Oil prices fall as global stockpiles remain persistently high

Oil prices climb on stronger demand

Oil prices climb on stronger demand

In a bid to reduce the glut of oil and shore up prices, OPEC countries agreed to cut production from the start of the year, with non-cartel producers led by Russian Federation partially matching the cuts.

"Dramatic improvement" in output from Libya and Nigeria diluted OPEC's actual supply cut of 920,000 barrels a day in June, nearly halving it to 470,000, the IEA said in a report.

The Organization of the Petroleum Exporting Countries and several non-OPEC producers including Russian Federation have agreed to cut production by around 1.8 million barrels per day until March 2018 to ease a global crude glut spurred by booming USA output.

While the oil production benchmark in the budget was 2.2 million barrels per day (mbpd), Nigeria is now producing about 1.7mbpd of oil without condensate, and was still within the price band of $42.50 per barrel which the budget has.

Benchmark Brent crude was fetching $47.87 per barrel, up 35 cents, in late afternoon trading on Wednesday.

Oil rose on again on Wednesday after the US Energy Information Administration (EIA) reported a drop in crude supplies of 7.6 million barrels for the week to July 7.

"Each month something seems to come along to raise doubts about the pace of the rebalancing process".

OPEC has promised to curb production by about 1.2 million bpd between January this year and March 2018, while Russian Federation and other non-OPEC producers say they will hold back half as much.

The agency forecast non-OPEC supply would grow by a combined 2.1 million b/d over 2017 and 2018, led by the US.

He added that a discount of at least $2 a barrel on American oil to Dubai crude is "ideal" to cover freight costs now.

Goldman Sachs warned on Tuesday that crude oil could plunge below $40 a barrel "soon" if OPEC fails to take further action.

The analysts poured cold water on any hopes of significantly higher oil prices in the longer term.

Similarly, the US EIA has also cut its WTI forecast for 2017 from $50.78 per barrel to $48.95 per barrel and for 2018 from $53.61 per barrel to $49.58 per barrel.
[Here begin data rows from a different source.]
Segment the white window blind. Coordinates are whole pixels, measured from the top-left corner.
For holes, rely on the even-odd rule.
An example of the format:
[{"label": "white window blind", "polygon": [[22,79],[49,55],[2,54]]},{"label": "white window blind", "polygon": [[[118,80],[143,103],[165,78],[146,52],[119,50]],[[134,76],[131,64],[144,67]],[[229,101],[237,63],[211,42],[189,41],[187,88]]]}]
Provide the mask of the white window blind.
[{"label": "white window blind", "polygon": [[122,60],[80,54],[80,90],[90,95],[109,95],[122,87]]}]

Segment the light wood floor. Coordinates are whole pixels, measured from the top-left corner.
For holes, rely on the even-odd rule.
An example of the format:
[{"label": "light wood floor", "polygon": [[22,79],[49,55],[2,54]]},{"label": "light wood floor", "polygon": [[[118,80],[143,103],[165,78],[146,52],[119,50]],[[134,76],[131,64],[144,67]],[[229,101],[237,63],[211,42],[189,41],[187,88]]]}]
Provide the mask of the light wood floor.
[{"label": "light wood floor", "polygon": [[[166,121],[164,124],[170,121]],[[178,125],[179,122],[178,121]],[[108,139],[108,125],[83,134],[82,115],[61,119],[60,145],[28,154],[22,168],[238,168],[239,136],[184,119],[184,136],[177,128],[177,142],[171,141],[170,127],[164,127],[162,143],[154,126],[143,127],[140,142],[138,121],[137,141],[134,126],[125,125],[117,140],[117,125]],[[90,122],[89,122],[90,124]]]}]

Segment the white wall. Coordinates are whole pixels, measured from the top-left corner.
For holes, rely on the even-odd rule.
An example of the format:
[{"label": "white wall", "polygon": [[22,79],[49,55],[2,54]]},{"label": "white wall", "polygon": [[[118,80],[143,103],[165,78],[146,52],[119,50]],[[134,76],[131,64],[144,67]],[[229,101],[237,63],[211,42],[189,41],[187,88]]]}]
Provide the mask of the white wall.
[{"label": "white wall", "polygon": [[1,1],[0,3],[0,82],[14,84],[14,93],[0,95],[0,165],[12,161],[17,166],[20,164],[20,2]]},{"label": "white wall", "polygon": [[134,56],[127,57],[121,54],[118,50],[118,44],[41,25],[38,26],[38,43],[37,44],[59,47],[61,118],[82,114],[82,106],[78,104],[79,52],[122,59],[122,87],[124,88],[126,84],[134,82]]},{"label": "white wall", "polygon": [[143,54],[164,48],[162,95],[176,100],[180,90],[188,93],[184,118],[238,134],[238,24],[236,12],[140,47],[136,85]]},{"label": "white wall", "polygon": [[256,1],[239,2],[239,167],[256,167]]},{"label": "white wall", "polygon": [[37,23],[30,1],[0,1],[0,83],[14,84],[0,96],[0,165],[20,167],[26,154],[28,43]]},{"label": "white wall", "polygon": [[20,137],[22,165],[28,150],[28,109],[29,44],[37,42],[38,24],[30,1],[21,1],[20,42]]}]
They now see Brent around $US55 a barrel in 2020, down from their previous forecast of $US82, as the market fully comes to terms with the new era of shale oil. The IEA said inventories in developed countries have fallen - down to 266 million barrels above the five year average from 300 million barrels in April. However, lasting price movements could be limited over the next year because some USA tight oil producers have used financial instruments to guarantee a price above $50/b for their expected production.